Now that ‘rivalry’ has been revived after a period of lull, ahead of the release of their films Vaarisu and Thunivu. The revival of the superstar dispute was ignited by producer Dhil Raju, while actor Sarathkumar on his part chipped in with his comment, “Vijay is today’s superstar”.

Also Read: Tamil cinema in 2022 a bit stale, but hopes up for 2023

Superstar title
The origin of Rajini’s superstar epithet is quite interesting. In fact, the title was thrust upon him, when he donned the mantle of a hero for the first time in the film Bhairavi after a string of several not-so-popular films in which was he was just an also ran. Rajini was very much embarrassed when saw his cutouts with ‘Superstar’ emblazoned on them, erected by producer Kalaipuli S Thanu all over Chennai back in the day when MGR and Sivaji Ganesan were very much around. Rajini felt his shoulders too tender to carry such a mighty title for at that time he had been in the field for hardly five years.
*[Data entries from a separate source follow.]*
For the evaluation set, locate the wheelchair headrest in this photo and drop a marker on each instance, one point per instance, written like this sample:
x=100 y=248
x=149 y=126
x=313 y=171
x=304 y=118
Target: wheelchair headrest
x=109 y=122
Yet he was determined to measure up to the title. Though nobody took the superstar status quite seriously in the beginning, everybody later agreed that Rajini had earned and deserved the title with his sparkling hits such as Murattu Kaalai followed by a long string of successes.

As the younger generation’s films started getting noticed, Ajith was affixed with the title of ‘Ultimate Star’ and Vijay with ‘Ilayathalapathy.’ Amidst this, Rajini grew in stature and calibre to the point of becoming India’s iconic Superstar.

Just as Rajini could not become yet another ‘Puratchi Thalaivar’ like MGR was, so too neither Vijay nor Ajith can aspire to be ever named Superstar

Meanwhile, Ajith at one point of time dissolved his fans’ associations and drove home to his fans the message that he was no longer the Ultimate Star. At the same time, Vijay graduated from Ilayathalapathy to Thalapathy. Both were set on the road to repeat the successes of Kamal and Rajini before the advent of the millennium. But the senior duo was yet to retire from the race.

So, just as Rajini could not become yet another ‘Puratchi Thalaivar’ like MGR, so too neither Vijay nor Ajith can aspire to be ever named Superstar.

Although Kamal and Rajini cannot replicate their sterling performances, neither Vijay nor Ajith can fill the void left by the seniors completely. The playing ground has shifted: the competition now for Vaarisu and Thunivu is to smash records set by blockbusters of other languages such as KGF-2 and Bahubali. Or, at best they may have to push back against Ponniyin Selvan and Vikram.

Actors’ identities
Back in the 1990s, the larger-than-life image of Rajini was deliberately cultivated and projected to cash in on his popularity and to tap into the political potential he was believed to have. Similarly, efforts are underway to blow up the image of Vijay too for both commercial and political reasons. A similar attempt could be undertaken by the Ajith camp as well. But as usual, both Vijay and Ajith remain stoically silent.

As to who wins supremacy for now will be determined by the success of their Pongal releases, Varisu and Thunivu. All said and done, the supposed fight to own the word superstar is no more than a gimmick to promote the two actors’ films releasing at the same time this festival season.